Estudo de Mulher. Rodolpho Amoedo, 1884.
Em dias comuns, ela era triste, como os pés sem sapatos. Seus olhos escureciam e ela torcia as mãos frias enquanto olhava para lugar nenhum.
Escorregava pelas paredes claras, pela mobilia cara, pela prataria. Girava pelo assoalho, os tapetes e as almofadas, até a porta da entrada que, naquele momento, não tinha intenção de abrir. Pela janela, os passos, os carros, as buzinas. A violencia sentida do tempo. Isabel tinha medo, muito medo de morrer cedo.
Tinha essa urgência firme, tão assustadora quanto a morte. Esperava sempre os raios e as trovoadas - queria sempre o movimento. Em dias comuns, tudo era muito simples. Tudo era rotina. O trabalho, o relógio, os vestidos. As manhãs, sempre plácidas, sempre cheia de certezas, tinham sempre muita luz. Isabel não gostava muito das manhãs.
Passava o dia inteiro esperando a noite cair. Era uma fã ardorosa de estrelas. São formas de luz muito discretas, tão pequenas e distantes e que escondem praticamente tudo. Isabel era um pouco assim. Só mostrava seu brilho no escuro.
No escuro. Quando nada mais se via, quando só se acendiam lampadas, estrelas e vagalumes, Isabel abria os olhos. Enxergava finalmente. Era quando sentia os espasmos, e tremia sem parar. Quando a abstinencia tomava conta de todos os poros e ela sabia que, então, tinha que levantar. Hora de chutar a poeira do guarda-vestido, de pintar a boca, as unhas, colocar os brincos. Hora da cinta-liga e dos espartilhos. Hora de por os saltos altos e sair.

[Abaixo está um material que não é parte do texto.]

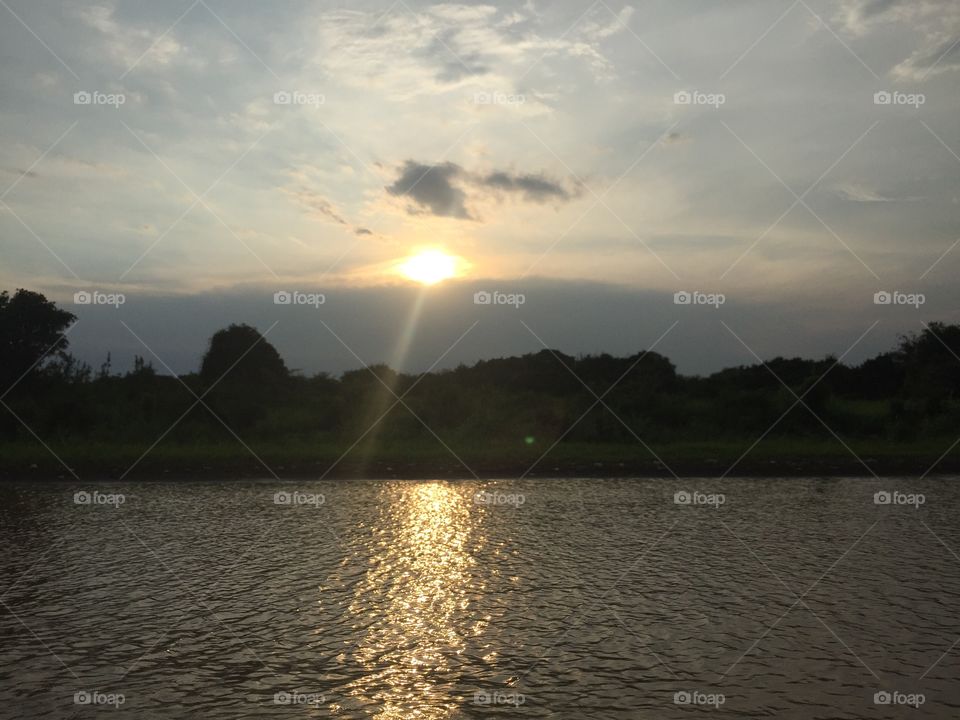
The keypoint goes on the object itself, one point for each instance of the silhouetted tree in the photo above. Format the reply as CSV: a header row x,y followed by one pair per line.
x,y
31,335
244,375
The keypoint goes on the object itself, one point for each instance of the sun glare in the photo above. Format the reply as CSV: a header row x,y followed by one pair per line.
x,y
429,267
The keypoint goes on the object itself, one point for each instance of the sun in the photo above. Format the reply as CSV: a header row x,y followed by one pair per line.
x,y
429,267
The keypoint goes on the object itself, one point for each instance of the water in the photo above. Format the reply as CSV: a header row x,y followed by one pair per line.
x,y
566,599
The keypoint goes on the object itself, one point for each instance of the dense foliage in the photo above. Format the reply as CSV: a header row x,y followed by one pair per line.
x,y
243,387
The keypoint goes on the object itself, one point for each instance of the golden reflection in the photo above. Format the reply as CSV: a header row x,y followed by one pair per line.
x,y
413,601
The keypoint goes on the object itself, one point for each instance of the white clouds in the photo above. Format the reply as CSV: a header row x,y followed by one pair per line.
x,y
935,23
125,44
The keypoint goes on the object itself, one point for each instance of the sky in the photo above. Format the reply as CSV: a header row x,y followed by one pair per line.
x,y
199,156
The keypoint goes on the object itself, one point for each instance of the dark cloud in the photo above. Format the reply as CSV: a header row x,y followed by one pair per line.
x,y
442,189
536,188
432,188
19,172
873,8
317,205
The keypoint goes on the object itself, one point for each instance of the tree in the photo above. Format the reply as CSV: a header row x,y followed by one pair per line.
x,y
32,334
246,374
241,354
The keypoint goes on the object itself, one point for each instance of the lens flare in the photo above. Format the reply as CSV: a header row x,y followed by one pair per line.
x,y
429,267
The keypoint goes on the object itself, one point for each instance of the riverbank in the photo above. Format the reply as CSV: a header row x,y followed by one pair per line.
x,y
780,459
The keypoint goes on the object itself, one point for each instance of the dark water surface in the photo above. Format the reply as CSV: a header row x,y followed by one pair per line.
x,y
548,598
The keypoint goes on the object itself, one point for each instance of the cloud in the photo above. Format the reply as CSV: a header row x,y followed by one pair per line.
x,y
676,138
317,205
936,21
535,188
432,187
930,60
859,193
443,189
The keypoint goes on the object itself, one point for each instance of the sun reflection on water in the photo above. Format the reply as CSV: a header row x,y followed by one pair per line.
x,y
413,602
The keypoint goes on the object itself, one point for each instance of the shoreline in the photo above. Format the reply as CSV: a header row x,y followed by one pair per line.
x,y
786,467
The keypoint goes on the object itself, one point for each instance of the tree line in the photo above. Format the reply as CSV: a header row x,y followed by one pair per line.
x,y
243,386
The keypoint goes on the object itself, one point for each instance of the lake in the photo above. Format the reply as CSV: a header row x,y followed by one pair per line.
x,y
565,598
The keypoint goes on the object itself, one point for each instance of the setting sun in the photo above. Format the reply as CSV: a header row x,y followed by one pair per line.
x,y
429,267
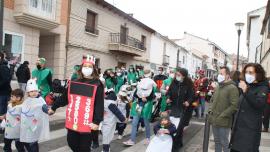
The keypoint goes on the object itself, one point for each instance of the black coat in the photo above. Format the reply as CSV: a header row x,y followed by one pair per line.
x,y
5,79
246,133
23,73
179,93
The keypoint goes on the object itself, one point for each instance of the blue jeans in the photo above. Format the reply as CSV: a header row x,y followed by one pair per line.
x,y
135,122
3,104
221,138
202,106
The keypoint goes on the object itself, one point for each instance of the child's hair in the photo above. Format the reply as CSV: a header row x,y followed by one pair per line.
x,y
17,93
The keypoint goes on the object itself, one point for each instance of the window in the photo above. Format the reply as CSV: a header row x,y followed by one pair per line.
x,y
13,45
143,40
91,22
44,8
97,64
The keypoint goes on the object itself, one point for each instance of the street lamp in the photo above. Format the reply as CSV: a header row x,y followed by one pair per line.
x,y
239,26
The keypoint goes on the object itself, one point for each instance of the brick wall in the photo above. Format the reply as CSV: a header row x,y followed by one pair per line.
x,y
9,4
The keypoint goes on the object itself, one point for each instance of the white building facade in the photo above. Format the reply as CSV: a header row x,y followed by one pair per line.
x,y
163,52
254,38
213,55
115,38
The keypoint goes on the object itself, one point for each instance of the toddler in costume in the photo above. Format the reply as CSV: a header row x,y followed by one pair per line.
x,y
34,118
12,121
164,132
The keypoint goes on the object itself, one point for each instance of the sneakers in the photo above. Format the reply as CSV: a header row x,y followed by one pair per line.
x,y
265,130
120,137
147,141
129,143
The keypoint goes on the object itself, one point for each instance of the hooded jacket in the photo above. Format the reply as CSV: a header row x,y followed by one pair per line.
x,y
223,105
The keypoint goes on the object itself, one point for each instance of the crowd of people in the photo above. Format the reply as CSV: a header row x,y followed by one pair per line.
x,y
238,106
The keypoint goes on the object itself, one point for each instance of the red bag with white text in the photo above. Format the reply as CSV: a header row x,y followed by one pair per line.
x,y
80,109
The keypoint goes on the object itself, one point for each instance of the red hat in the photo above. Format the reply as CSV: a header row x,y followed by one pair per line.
x,y
89,59
201,72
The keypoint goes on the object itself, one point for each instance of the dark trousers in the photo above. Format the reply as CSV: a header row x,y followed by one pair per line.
x,y
120,127
266,116
31,147
141,122
94,135
18,144
79,142
178,138
3,104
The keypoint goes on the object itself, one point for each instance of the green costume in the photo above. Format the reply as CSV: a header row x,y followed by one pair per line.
x,y
120,82
43,76
165,85
109,83
132,78
146,111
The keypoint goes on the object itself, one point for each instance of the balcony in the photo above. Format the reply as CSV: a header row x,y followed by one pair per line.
x,y
166,60
36,13
125,44
91,30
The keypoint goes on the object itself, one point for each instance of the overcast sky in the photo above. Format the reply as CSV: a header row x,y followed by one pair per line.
x,y
212,19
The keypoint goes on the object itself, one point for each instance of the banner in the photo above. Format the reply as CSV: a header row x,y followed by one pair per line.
x,y
80,109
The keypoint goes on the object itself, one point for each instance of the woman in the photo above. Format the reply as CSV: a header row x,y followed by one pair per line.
x,y
180,98
246,133
79,136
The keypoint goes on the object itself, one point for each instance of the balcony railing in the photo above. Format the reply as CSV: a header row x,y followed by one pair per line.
x,y
127,40
43,8
91,30
166,60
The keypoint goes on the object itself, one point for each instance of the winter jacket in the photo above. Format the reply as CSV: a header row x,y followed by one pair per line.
x,y
99,100
178,93
223,105
159,80
147,108
171,128
23,74
44,80
246,133
5,79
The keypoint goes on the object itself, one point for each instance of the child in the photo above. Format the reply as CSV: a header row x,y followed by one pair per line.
x,y
164,131
13,120
124,107
34,120
111,113
144,89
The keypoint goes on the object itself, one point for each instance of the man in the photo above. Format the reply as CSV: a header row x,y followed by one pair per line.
x,y
43,76
23,75
159,78
200,86
5,88
223,105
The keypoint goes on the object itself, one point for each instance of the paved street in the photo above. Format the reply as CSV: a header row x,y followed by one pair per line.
x,y
193,137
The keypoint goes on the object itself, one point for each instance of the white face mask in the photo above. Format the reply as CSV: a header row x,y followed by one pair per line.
x,y
172,75
118,74
250,78
180,79
221,78
86,71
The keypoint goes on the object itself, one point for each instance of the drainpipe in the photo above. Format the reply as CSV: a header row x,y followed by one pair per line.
x,y
67,35
1,23
177,59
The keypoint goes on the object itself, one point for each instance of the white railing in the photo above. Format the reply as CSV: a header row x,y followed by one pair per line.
x,y
43,8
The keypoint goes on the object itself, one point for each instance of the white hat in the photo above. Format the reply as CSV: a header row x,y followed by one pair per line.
x,y
31,85
145,87
123,93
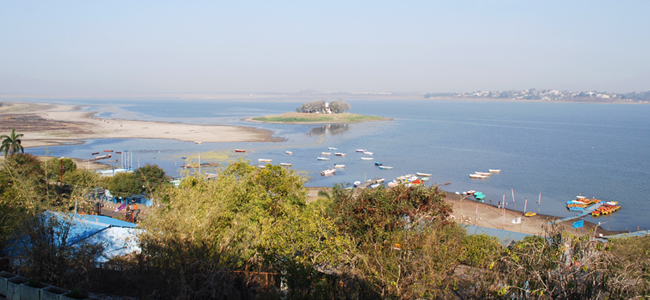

No meio da rua, chamava-se Bela. Andava rápido e ria alto. Entrava e saia dos lugares, vivia cercada de gente, de vicios. Vivia cercada do mundo.
De dia, a contemplação. De noite, o desejo, uma imensa necessidade, um castigo. Era o sexo. Não podia ficar sem ele. Tinha que ser muito, e tinha que ser sempre. Nem precisavam pagar, mas ela era boa, e eles achavam justo. Não tinha prazer em negar nada à ninguém.
Bela era um apelido de infância que ela detestava. Era a mãe que a chamava desse jeito. Depois que ela sumiu, o apelido virou um fardo, uma obsessão. O pai passou a chamá-la assim, só para manter a presença da mãe em casa. Mas ela não estava ali porque não queria. Foi embora sem olhar para trás, e a deixou com o peso da ausencia nos ombros.
Isabel queria que Bela servisse para alguma coisa. E então pensou que podia ser isso. De dia, havia apenas a lembrança da Bela que o pai melancolico e bebado só enxergava de longe; De noite, ela podia ser Bela, e ser feliz. De noite, Bela gritava, mordia, dançava, e fazia tudo de caso pensado, consentido. De noite, era a mudança, o inferno, o paraíso, o pecado. Isabel adorava o pecado.
Era uma pena que a noite era só um interlúdio, um espaço entre horas...
Porque de dia, quando tudo voltava a ser comum, Isabel fechava o corpo, os olhos,as portas e os armários, e botava sua vida para dormir.